During the winter, the heart rate and metabolism of deer and elk slows. It is an energy-conservation mechanism used to counter balance the animals' lack of available food.
If a deer or elk is disturbed, spooked or chased, it must get up and run, raising its heart rate and metabolism. When this extra energy is exerted, the animals must find more food to compensate. Some may venture onto private land, damaging haystacks, but some may be spooked into areas with deep snow and no food, said Jason Szyba, wildlife biological technician for the U.S. Forest Service Hahn's Peak/Bears Ears Ranger District.
For this reason, the Forest Service is asking people to stay out of areas where the big game settle in winter.
Such areas typically are found at lower elevations, particularly south-facing slopes, which are slightly warmer in the winter and have more plentiful forage including some visible grasses, chokecherry, sarvis berry and oak brush, Szyba said. Big game animals tend to come down from the cold, mountainous forests into these areas during winter, sometimes coming into contact with people.

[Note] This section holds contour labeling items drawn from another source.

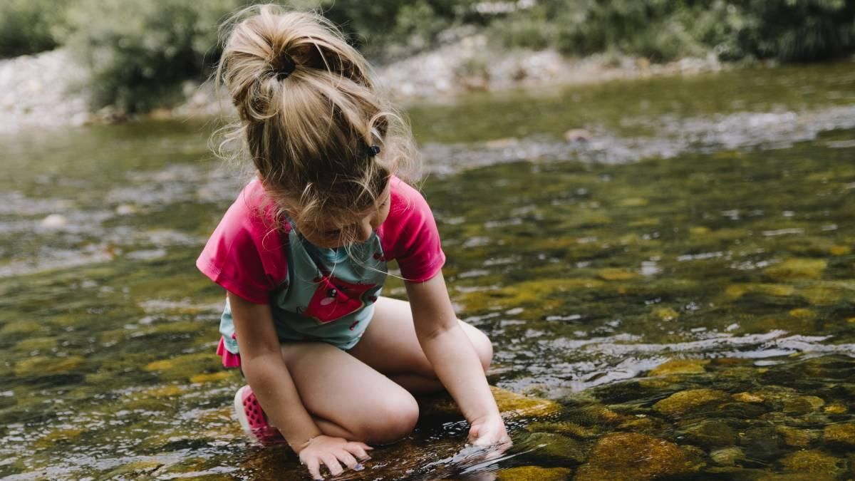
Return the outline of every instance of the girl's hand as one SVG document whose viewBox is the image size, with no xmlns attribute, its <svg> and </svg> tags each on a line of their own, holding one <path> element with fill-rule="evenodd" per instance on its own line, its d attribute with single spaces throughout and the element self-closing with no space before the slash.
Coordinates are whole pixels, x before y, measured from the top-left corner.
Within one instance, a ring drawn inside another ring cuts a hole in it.
<svg viewBox="0 0 855 481">
<path fill-rule="evenodd" d="M 321 476 L 321 463 L 327 465 L 327 469 L 333 476 L 344 472 L 341 465 L 353 471 L 362 471 L 365 468 L 359 461 L 371 459 L 366 452 L 370 449 L 373 448 L 364 442 L 321 435 L 310 439 L 298 454 L 300 456 L 300 462 L 309 468 L 313 479 L 323 479 Z"/>
<path fill-rule="evenodd" d="M 504 428 L 504 421 L 500 416 L 475 419 L 469 428 L 469 442 L 475 446 L 492 447 L 499 452 L 510 448 L 510 436 Z"/>
</svg>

If people do come across a deer or elk in the forest, they are asked to stay away to prevent spooking the animal, Szyba said.
Protecting the big game population is particularly important this year in part because the high number of animals means that food is scarce, Szyba said.
Susan Werner, area wildlife manager for the Colorado Division of Wildlife, said part of the reason the populations are so high is because many large land parcels, where hunting used to be allowed, have been subdivided into smaller parcels where homeowners may not feel comfortable allowing hunting.
Also, humans have disturbed elk migratory patterns by building homes on south-facing slopes, allowing for a smaller number of places for big game to stay during the winter, Werner said.
"People like to be warm, too," Werner said. "That means the elk have to find other places to go."